To provide a closer look into each model's performance profile, we dissect failure types in Figure 3. We define the Failure Rate as the ratio of non-winning rounds (including losses and ties) to the total number of rounds. Ordering models by this metric reveals a clear robustness hierarchy, with GPT-5.1-Search demonstrating the highest stability with a minimum failure rate of 50.17%.

Beyond aggregate rates, the normalized failure distribution exposes architectural trade-offs:

  • GPT-5.1-Search exhibits symmetric errors (27% Deep, 26% Wide), suggesting balanced capabilities without structural bottlenecks.
  • o3-Search shows asymmetry favoring logical deduction: despite higher total failures, it has the lowest DEEP failure rate (19%), with limitations primarily in coverage breadth (WIDE: 30%).
  • Models like PPL-Sonar-Pro and Grok-4 display the inverse pattern, with failures skewed toward DEEP reasoning deficits, indicating effective retrieval but inconsistent logical reasoning.

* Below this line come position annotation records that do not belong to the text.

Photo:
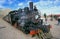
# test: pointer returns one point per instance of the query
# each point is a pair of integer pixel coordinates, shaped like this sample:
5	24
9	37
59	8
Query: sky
43	6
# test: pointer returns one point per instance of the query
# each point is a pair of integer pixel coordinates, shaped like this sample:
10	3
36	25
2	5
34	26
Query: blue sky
45	6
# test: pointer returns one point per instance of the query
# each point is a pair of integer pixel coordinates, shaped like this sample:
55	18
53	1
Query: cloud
20	4
1	7
48	6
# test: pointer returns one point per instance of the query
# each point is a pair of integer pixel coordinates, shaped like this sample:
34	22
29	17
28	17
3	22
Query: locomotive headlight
36	17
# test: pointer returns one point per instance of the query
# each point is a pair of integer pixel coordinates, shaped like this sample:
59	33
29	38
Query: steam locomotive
28	20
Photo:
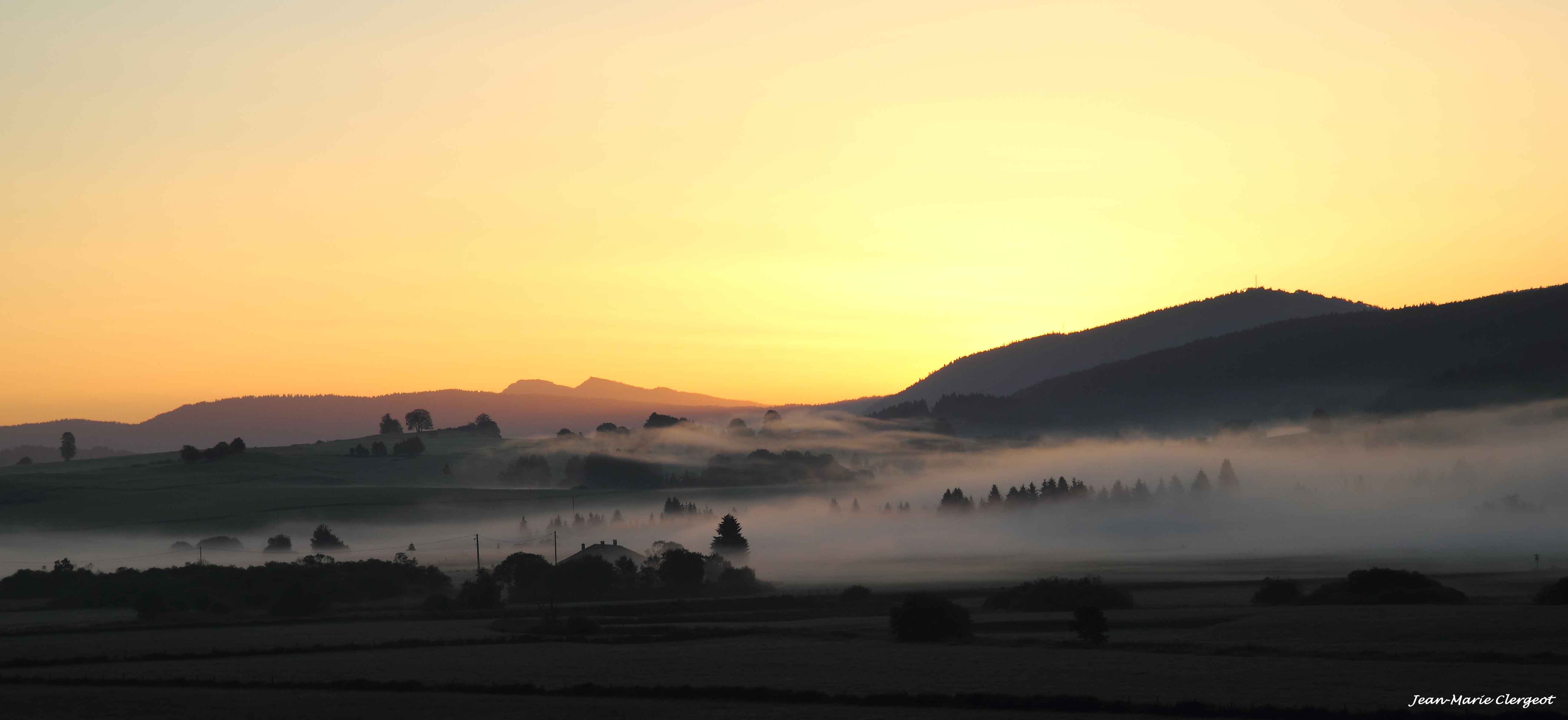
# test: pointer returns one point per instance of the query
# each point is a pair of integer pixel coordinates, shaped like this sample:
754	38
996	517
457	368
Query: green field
1227	653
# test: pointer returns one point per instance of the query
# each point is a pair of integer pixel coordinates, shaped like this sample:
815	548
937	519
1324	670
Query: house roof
609	551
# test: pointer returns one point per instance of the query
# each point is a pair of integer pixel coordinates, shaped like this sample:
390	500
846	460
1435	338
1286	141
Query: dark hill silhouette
1492	350
609	390
291	419
1020	365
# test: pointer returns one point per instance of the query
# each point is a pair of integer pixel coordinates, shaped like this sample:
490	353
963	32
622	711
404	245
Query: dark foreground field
1188	650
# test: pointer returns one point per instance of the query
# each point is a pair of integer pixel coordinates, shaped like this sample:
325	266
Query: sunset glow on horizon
786	203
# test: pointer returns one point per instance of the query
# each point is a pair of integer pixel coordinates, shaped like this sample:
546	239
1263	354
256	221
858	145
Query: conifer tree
730	542
1228	479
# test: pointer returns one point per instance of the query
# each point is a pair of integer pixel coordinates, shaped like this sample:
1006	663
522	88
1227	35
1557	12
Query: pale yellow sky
777	202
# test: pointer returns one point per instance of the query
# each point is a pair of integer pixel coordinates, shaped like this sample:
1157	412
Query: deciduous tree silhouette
325	540
419	419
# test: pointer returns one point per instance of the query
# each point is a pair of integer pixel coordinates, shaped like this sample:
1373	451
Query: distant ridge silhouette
1020	365
1493	350
601	388
289	419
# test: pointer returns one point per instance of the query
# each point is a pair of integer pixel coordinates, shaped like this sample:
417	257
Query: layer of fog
1442	492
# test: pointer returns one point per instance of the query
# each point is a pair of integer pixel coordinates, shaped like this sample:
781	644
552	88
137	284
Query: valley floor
1185	644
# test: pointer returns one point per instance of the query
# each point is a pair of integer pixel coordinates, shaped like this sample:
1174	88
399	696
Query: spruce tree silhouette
730	542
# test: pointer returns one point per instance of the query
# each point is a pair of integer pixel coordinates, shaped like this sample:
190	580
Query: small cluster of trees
954	501
1048	492
191	454
659	421
416	419
667	570
675	507
611	429
528	470
411	448
1061	488
219	589
379	449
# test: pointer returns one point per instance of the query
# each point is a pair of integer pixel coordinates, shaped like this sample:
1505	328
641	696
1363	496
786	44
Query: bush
1553	595
855	595
587	578
1277	592
738	581
480	594
683	568
1090	625
1061	594
1385	587
297	602
523	572
924	617
222	543
151	606
324	539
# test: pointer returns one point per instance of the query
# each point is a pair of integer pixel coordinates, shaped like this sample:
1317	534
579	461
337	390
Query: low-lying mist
1482	490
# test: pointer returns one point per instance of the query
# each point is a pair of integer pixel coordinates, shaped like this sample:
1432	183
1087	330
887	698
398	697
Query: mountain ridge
1018	365
601	388
294	419
1492	350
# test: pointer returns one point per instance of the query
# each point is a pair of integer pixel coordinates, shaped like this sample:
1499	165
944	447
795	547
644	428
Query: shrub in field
523	572
1385	587
738	581
480	594
324	539
436	603
1090	625
297	602
151	606
207	586
855	595
1277	592
1061	594
1553	595
587	578
683	568
924	617
579	625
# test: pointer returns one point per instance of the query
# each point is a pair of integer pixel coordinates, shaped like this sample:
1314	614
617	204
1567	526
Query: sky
800	202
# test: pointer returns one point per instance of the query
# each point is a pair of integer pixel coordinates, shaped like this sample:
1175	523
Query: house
611	553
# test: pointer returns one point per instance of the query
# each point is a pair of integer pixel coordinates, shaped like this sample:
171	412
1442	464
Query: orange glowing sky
796	202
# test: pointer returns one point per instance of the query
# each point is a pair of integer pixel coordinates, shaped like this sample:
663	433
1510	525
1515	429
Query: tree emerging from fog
730	542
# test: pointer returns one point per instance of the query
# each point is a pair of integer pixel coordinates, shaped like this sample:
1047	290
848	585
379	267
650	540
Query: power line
233	550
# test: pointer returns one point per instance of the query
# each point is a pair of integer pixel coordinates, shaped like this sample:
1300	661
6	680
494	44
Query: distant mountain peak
1020	365
611	390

Detailed Dataset Diagnostics

A macro-level statistical analysis of the full tournament dataset, covering 789 unique interaction rounds.

Verdict & Failure Modes
Verdict Distribution

The "Better" verdict (49.9%) significantly outnumbers "Much Better" (32.8%), indicating that top-tier agents often differentiate themselves through marginal improvements rather than catastrophic failures.

Failure types are remarkably balanced between DEEP (32.3%) and WIDE (30.0%). This validates that our "Deep & Wide" strategy successfully exerts equal pressure on reasoning and aggregation capabilities.

Topological Complexity
Topological Complexity

Tree Depth: While peaking at Depth 2, the distribution has a long tail extending to Depth 8, confirming the system's ability to generate long-horizon deduction tasks.

Width Constraint: A notable portion of tasks requires synthesizing 4 to 7 distinct data points, effectively testing context window management and retrieval recall.